Bündnis von Umwelt- und Entwicklungsverbänden fordert Sofortprogramm für Klimaschutz

Umweltverbände fordern Sofortprogramm für Klimaschutz

Ein breites Bündnis von Umwelt- und Entwicklungsverbänden hat mit Blick auf die laufenden Jamaika-Sondierungen ein Sofortprogramm für den Klimaschutz gefordert. Ziel sei es, das nationale Klimaziel doch noch zu erreichen, den Treibhausgas-Ausstoß bis 2020 um 40 Prozent verglichen mit dem Stand von 1990 zu verringern, erklärten die Verbände am Freitag in Berlin. Zu ihren Kernforderungen zählt die schnelle Abschaltung älterer Kohlekraftwerke.

An dem Bündnis beteiligt sind die Umweltverbände BUND, WWF, Nabu und Greenpeace, der Dachverband Deutscher Naturschutzring (DNR), die kirchlichen Hilfswerke Misereor und Brot für die Welt sowie mehr als 50 weitere Verbände aus den Bereichen Umwelt und Entwicklungspolitik, Ökolandbau und Kirchen. Neben Sofortmaßnahmen drängen die Organisationen auch auf Weichenstellungen für die folgenden Jahrzehnte, um die im Pariser Klimaschutzabkommen festgelegten Zielmarken für 2030 und 2040 erreichen zu können.

"Deutschland kann nicht Energiewendeland sein und Kohleland bleiben", heißt es in dem gemeinsamen Text. "Wir schlagen vor, alle Kohlekraftwerke, die vor 1990 ans Netz gegangen sind, in den nächsten zwei Jahren stillzulegen", erklärte der BUND-Vorsitzende Hubert Weiger. Damit würden "die Kohlekapazitäten im Jahr 2020 halbiert" und kurzfristig so viel CO2 eingespart, wie es zum Erreichen des 40-Prozent-Ziels zusätzlich nötig sei.
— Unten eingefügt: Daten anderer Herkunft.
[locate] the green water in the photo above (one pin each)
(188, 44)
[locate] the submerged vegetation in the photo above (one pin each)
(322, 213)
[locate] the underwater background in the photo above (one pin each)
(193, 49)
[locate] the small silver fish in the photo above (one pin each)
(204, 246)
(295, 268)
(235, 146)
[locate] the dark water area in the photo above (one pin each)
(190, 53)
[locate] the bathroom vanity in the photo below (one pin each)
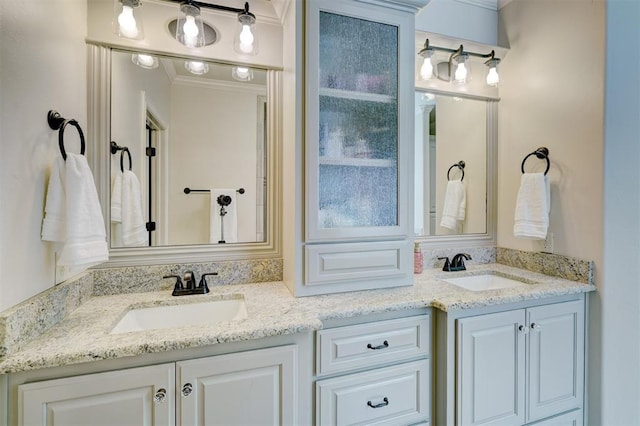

Flankierende Maßnahmen wie Kraftwerksreserven und der Ausbau von Kraft-Wärme-Kopplung und Öko-Strom sollen sicherstellen, dass die Versorgungsicherheit gleichwohl nicht gefährdet wird. Der WWF-Klimaexperte Michael Schäfer wies darauf hin, dass der deutsche CO2-Ausstoß entgegen allen politischen Absichtserklärungen in den vergangenen acht Jahren nicht mehr gesunken sei. Seit 2015 stiegen die Emissionen sogar wieder an, hieß es unter Berufung auf Daten des Öko-Instituts.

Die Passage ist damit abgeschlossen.